Updated at 1 p.m. ET
Tropical Storm Gordon will likely strengthen into a hurricane before hitting the northern U.S. Gulf Coast on Tuesday night, forecasters say, urging people along the coast from Louisiana to Florida to be wary of a dangerous storm surge and flash floods.
Gordon's eye was heading toward an area around Gulfport, Miss., the National Hurricane Center said in its 11 a.m. ET update. The storm was moving at 15 mph, some 145 miles east-southeast of the mouth of the Mississippi River.
On Tuesday morning, Gordon was packing maximum sustained winds of 65 mph — short of the 74-mph threshold for a hurricane. A hurricane watch was in effect for the area from the Mississippi-Louisiana border to the Alabama-Florida border.

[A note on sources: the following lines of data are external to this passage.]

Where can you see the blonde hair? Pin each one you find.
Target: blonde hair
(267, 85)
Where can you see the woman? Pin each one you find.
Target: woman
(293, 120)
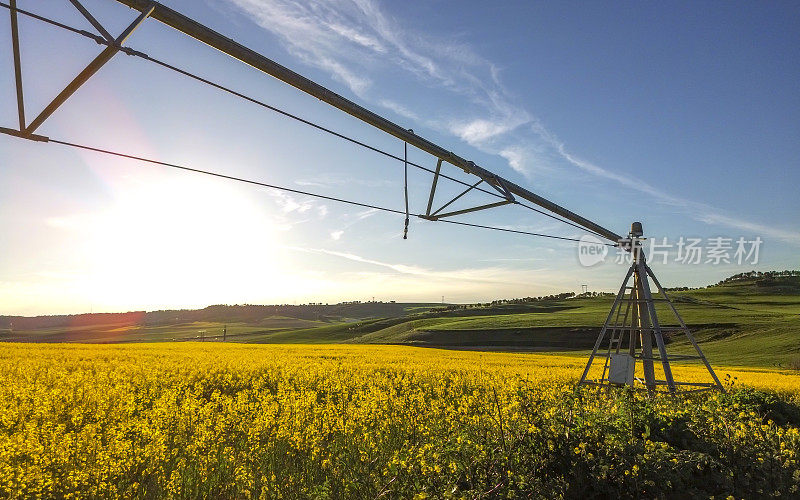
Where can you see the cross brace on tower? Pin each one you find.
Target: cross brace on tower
(633, 326)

When Gordon makes landfall, a storm surge of 3-5 feet is possible for all of coastal Mississippi and from Shell Beach in eastern Louisiana to Dauphin Island, Ala., the hurricane center says.
"The deepest water will occur along the immediate coast near and to the east of the landfall location, where the surge will be accompanied by large waves," according to NHC meteorologist Richard Pasch.
The storm's turbulent center is expected to plow a path from the southwest corner of Alabama and central Mississippi into part of Louisiana and southern Arkansas.
Louisiana Gov. John Bel Edwards, Mississippi Gov. Phil Bryant and Alabama Gov. Kay Ivey all declared emergencies in their respective states to free up personnel and equipment ahead of the storm.
Early Tuesday, Gordon was moving west-northwest at 17 mph, the National Hurricane Center said.
Although the storm is expected to become a low-level hurricane by the time it arrives at the north-central Gulf Coast, it will rapidly lose force after making landfall. But forecasters warn that flash floods could be triggered by heavy rainfall from the western Florida Panhandle to Louisiana, with 4-8 inches predicted in many areas. Isolated areas could see up to 12 inches of rain, the weather service says.
Gordon is expected to slow its forward motion as it nears the coast, possibly adding to its rainfall totals in the region.
The third hurricane of the Atlantic season developed on Tuesday, after Florence's winds strengthened to top 75 mph out in the open ocean. The storm doesn't pose a threat to land through the weekend, and it could lose strength late this week, the National Hurricane Center says.